I myself haven't been watching the subject *too* closely for the usual reasons.
" they plan ahead when writing poetry, use the same internal blueprint to interpret ideas regardless of language, and sometimes even work backward from a desired outcome instead of simply building up from the facts."
Similarly with internal circuits that perform simple addition.
Circuit Tracing: Revealing Computational Graphs in Language Models
https://transformer-circuits.pub/2025/attribution-graphs/methods.html
On the Biology of a Large Language Model
https://transformer-circuits.pub/2025/attribution-graphs/biology.html
Tracing the thoughts of a large language model
https://www.anthropic.com/research/tracing-thoughts-language-model
@dougmerritt
I had that general hunch ever since that paper showing one using a frequency space approach to normal arithmetic questions.
@amszmidt @larsbrinkhoff
@dougmerritt
I mean, this is (even just the early academic llms-doing-math paper) the counterexample to Winograd's point that straightforwardly applying transformer learning to a sufficiently giant pile of low quality data isn't going to magically solve everything. Stuff like natural arithmetic approaches turning up in the model.
@dougmerritt However, I'm under the impression that the fact that they will do stuff like form cognitive-like arithmetic approaches is seen as basically a bug and not a feature by their vendors (without having reviewed your links yet), and that the moderne approach is to mix the LLM chatbot with something like a problem classification and pass-through to non-LLM math etc software.
@screwtape
They certainly are not the 100% AGI replacement for humans that thousands of CEOs are currently salivating over
But I agree that they are promising as a component.

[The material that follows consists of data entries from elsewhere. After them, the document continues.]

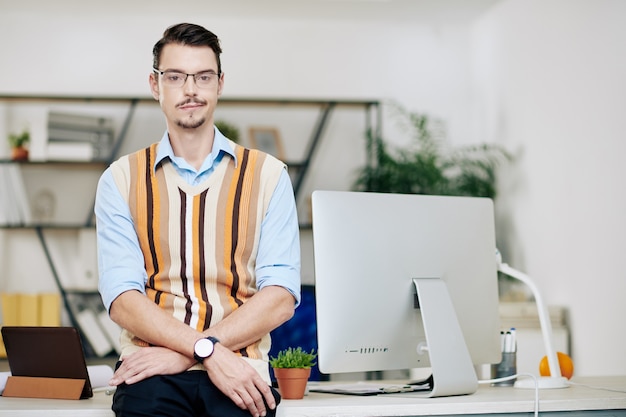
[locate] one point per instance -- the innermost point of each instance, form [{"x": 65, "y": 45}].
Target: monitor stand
[{"x": 451, "y": 363}]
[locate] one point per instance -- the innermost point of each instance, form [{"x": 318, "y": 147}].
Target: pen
[{"x": 513, "y": 340}]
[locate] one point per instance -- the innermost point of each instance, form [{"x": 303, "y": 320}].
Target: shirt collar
[{"x": 221, "y": 145}]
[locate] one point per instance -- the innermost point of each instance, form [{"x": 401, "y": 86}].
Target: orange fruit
[{"x": 565, "y": 362}]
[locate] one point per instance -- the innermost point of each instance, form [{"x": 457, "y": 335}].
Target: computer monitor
[{"x": 406, "y": 281}]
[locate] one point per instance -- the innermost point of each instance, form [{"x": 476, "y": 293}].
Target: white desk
[{"x": 487, "y": 401}]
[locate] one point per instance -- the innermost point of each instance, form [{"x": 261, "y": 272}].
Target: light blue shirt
[{"x": 121, "y": 262}]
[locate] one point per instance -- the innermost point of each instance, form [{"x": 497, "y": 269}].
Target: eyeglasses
[{"x": 177, "y": 79}]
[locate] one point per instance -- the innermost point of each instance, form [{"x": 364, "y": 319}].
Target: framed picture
[{"x": 267, "y": 139}]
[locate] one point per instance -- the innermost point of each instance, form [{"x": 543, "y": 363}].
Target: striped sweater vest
[{"x": 199, "y": 242}]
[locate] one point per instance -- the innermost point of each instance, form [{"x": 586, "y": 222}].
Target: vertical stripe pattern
[{"x": 200, "y": 242}]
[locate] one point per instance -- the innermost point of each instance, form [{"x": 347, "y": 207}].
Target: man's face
[{"x": 187, "y": 107}]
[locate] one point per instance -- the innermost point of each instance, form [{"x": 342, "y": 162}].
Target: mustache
[{"x": 191, "y": 100}]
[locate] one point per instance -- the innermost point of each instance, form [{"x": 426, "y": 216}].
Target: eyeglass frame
[{"x": 158, "y": 71}]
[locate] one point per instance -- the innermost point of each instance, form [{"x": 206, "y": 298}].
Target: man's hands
[
  {"x": 239, "y": 381},
  {"x": 230, "y": 373},
  {"x": 150, "y": 361}
]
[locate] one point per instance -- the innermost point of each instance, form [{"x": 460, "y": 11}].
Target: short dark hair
[{"x": 187, "y": 34}]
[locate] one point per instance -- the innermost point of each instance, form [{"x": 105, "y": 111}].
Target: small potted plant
[
  {"x": 292, "y": 368},
  {"x": 19, "y": 151}
]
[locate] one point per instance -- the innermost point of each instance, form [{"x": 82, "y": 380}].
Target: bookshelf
[{"x": 80, "y": 302}]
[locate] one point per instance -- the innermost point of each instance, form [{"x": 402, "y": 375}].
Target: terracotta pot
[
  {"x": 292, "y": 382},
  {"x": 19, "y": 154}
]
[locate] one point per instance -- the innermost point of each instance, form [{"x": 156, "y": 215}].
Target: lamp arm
[{"x": 544, "y": 317}]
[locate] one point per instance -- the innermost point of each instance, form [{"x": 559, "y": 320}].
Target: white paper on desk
[
  {"x": 366, "y": 388},
  {"x": 99, "y": 376}
]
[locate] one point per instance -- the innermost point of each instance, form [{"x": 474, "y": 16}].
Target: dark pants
[{"x": 187, "y": 394}]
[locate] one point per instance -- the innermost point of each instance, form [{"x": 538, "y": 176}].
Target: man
[{"x": 198, "y": 250}]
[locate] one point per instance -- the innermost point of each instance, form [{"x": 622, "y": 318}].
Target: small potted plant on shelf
[
  {"x": 18, "y": 142},
  {"x": 292, "y": 368}
]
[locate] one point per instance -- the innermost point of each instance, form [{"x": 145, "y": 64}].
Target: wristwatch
[{"x": 204, "y": 348}]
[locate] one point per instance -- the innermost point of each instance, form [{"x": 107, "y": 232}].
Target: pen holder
[{"x": 507, "y": 367}]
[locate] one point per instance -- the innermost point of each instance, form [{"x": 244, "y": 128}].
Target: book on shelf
[
  {"x": 14, "y": 206},
  {"x": 77, "y": 137}
]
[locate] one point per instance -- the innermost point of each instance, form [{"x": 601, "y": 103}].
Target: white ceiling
[{"x": 420, "y": 11}]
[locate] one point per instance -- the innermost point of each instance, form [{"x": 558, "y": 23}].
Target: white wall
[
  {"x": 543, "y": 78},
  {"x": 549, "y": 82},
  {"x": 95, "y": 50}
]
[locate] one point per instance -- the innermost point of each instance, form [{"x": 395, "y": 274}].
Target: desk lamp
[{"x": 555, "y": 380}]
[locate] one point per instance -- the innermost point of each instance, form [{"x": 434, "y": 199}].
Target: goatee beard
[{"x": 191, "y": 124}]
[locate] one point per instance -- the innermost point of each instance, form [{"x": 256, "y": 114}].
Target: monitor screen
[{"x": 368, "y": 249}]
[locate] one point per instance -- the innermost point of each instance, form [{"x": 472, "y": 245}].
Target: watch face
[{"x": 204, "y": 348}]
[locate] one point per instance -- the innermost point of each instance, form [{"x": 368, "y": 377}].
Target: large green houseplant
[{"x": 428, "y": 165}]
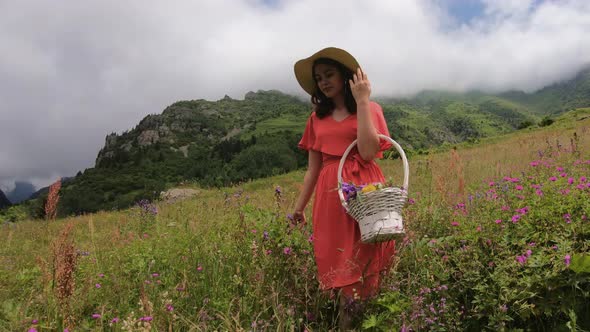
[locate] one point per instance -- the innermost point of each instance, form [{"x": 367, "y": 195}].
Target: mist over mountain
[{"x": 229, "y": 141}]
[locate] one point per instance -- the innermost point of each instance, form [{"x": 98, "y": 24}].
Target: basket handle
[{"x": 345, "y": 155}]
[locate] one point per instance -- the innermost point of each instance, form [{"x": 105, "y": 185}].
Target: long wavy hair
[{"x": 323, "y": 105}]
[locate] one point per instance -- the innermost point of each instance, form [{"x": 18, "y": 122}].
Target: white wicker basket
[{"x": 379, "y": 212}]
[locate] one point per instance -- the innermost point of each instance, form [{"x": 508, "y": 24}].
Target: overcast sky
[{"x": 72, "y": 72}]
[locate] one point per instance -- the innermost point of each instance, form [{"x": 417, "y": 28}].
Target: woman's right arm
[{"x": 311, "y": 177}]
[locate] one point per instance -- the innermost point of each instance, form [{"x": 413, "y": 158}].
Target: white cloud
[{"x": 71, "y": 72}]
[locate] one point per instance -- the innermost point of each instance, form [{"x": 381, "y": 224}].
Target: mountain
[
  {"x": 22, "y": 191},
  {"x": 45, "y": 190},
  {"x": 4, "y": 202},
  {"x": 228, "y": 141}
]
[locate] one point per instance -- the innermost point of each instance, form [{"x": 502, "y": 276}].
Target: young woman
[{"x": 342, "y": 112}]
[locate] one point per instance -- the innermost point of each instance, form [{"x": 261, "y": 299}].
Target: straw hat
[{"x": 303, "y": 67}]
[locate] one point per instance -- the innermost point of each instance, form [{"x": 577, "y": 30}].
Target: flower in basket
[{"x": 368, "y": 188}]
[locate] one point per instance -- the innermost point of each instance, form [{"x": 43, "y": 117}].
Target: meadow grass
[{"x": 230, "y": 259}]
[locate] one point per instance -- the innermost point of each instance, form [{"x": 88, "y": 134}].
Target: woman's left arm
[{"x": 368, "y": 139}]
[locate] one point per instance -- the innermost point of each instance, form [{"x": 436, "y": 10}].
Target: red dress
[{"x": 343, "y": 261}]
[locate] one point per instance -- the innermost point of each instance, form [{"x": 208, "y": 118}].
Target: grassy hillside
[
  {"x": 230, "y": 259},
  {"x": 212, "y": 143}
]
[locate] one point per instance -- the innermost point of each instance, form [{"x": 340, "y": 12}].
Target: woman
[{"x": 340, "y": 93}]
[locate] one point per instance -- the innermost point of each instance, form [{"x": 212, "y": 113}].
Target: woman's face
[{"x": 329, "y": 80}]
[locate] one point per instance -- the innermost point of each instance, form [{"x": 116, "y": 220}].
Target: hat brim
[{"x": 303, "y": 68}]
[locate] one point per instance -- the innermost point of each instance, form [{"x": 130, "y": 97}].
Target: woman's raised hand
[{"x": 360, "y": 86}]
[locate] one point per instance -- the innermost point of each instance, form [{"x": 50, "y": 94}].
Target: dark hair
[{"x": 325, "y": 106}]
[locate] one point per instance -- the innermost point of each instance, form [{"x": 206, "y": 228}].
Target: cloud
[{"x": 72, "y": 72}]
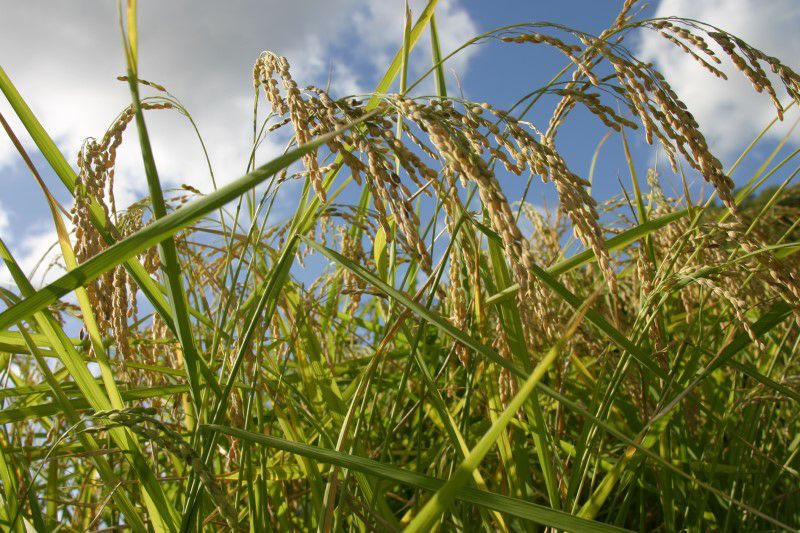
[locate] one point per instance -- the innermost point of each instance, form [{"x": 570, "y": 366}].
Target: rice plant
[{"x": 414, "y": 348}]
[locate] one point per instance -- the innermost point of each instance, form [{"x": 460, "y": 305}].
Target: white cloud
[
  {"x": 63, "y": 56},
  {"x": 38, "y": 255},
  {"x": 730, "y": 113}
]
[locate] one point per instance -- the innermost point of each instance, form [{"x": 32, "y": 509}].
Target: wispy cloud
[
  {"x": 730, "y": 112},
  {"x": 64, "y": 57}
]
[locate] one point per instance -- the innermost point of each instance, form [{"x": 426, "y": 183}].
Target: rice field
[{"x": 416, "y": 346}]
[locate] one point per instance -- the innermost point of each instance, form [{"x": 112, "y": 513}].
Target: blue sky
[{"x": 64, "y": 57}]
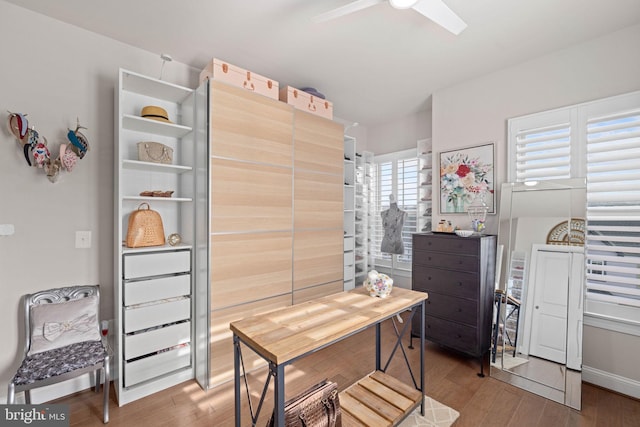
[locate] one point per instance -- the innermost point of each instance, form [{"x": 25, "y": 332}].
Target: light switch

@dougmerritt thousands of CEOs / the governments of NZ and the UK
@dougmerritt @screwtape @amszmidt It was a subset called MicroPLANNER. I heard the stories for years that SHRDLU would only run after being binary hacked in DDT. But now that Eric made it run, it didn't seem too bad.
@larsbrinkhoff @screwtape @dougmerritt @amszmidt As I remember the story, Winograd made some changes directly to the machinecode, shortly before the thesis defense. It was not that it didn’t work before, but the exact conversation done as part of the demo could not be reproduced without.

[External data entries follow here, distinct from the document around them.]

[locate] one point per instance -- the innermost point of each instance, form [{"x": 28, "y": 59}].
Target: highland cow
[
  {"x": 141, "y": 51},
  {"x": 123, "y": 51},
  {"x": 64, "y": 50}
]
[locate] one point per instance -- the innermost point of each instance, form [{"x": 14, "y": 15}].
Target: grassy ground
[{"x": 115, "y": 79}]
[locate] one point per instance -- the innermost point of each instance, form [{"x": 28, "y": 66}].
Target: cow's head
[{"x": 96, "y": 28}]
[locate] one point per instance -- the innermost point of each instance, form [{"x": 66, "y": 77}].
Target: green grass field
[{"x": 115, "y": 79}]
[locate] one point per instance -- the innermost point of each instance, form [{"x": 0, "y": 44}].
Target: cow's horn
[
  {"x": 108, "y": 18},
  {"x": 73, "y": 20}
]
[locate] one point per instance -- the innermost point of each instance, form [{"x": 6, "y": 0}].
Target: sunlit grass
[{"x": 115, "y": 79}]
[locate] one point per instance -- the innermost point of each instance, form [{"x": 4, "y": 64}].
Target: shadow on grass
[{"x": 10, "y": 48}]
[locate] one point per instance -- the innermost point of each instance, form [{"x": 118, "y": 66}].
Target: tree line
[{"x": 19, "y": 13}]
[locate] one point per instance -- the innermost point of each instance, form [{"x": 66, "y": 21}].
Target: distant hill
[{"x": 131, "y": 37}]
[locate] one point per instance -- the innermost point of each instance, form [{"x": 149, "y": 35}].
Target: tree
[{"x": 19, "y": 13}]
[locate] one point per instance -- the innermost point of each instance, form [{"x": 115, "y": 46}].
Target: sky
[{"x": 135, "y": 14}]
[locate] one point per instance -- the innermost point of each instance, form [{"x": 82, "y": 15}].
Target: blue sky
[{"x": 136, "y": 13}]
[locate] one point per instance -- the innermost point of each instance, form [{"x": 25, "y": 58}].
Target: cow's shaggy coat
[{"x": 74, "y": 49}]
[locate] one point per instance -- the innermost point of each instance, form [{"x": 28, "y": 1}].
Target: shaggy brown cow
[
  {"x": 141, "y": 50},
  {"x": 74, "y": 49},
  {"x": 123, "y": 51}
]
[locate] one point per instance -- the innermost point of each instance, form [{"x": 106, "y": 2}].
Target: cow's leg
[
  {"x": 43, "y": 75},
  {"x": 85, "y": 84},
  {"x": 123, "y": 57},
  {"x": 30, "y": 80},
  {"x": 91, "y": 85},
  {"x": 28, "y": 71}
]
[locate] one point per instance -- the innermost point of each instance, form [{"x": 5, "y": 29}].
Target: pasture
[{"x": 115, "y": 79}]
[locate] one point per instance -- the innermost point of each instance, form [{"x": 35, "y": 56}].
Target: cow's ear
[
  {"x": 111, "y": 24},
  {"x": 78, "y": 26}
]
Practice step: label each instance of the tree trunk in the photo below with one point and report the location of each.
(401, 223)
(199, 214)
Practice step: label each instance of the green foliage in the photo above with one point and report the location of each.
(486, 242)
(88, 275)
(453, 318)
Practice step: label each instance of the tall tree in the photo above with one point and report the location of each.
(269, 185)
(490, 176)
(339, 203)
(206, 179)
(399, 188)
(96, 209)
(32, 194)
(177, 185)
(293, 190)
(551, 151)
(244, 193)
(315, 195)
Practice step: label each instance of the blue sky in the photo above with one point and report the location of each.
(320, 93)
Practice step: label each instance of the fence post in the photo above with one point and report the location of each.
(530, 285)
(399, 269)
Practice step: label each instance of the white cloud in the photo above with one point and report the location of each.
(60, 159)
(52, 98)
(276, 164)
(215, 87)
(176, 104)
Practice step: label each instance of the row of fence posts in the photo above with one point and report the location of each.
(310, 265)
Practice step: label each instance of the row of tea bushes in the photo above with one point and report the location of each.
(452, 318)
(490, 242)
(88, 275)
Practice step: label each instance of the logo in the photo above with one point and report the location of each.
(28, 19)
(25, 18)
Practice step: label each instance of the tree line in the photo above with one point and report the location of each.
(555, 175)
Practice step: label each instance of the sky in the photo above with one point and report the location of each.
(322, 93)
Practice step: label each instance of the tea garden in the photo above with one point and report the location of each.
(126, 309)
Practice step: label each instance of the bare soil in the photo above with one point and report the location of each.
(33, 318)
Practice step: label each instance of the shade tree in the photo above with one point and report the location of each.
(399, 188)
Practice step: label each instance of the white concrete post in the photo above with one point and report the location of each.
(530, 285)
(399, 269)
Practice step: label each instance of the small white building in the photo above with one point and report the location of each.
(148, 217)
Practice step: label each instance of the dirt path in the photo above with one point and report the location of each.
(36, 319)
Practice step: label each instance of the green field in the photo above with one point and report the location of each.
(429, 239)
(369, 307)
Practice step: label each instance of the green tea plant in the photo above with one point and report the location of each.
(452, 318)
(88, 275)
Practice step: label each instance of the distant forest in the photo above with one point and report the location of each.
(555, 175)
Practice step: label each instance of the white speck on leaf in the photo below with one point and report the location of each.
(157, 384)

@screwtape @dougmerritt @amszmidt Yes, @eswenson recently fixed an old set of SHRDLU source files and made them run on the latest Maclisp. It's on GitHub now. Wlnograd has a collection of old code on his home page.
@screwtape
My copy is in storage, but looking at his publications, that appears to be the one.
Aha, looking at a digital copy, finally in section 7.1 it gets around to mentioning the robot is named SHRDLU, so yes, that's the one.
Winograd, Terry, Understanding Natural Language, (191 pp.) New York: Academic Press, 1972. Also published in Cognitive Psychology, 3:1 (1972), pp. 1-191.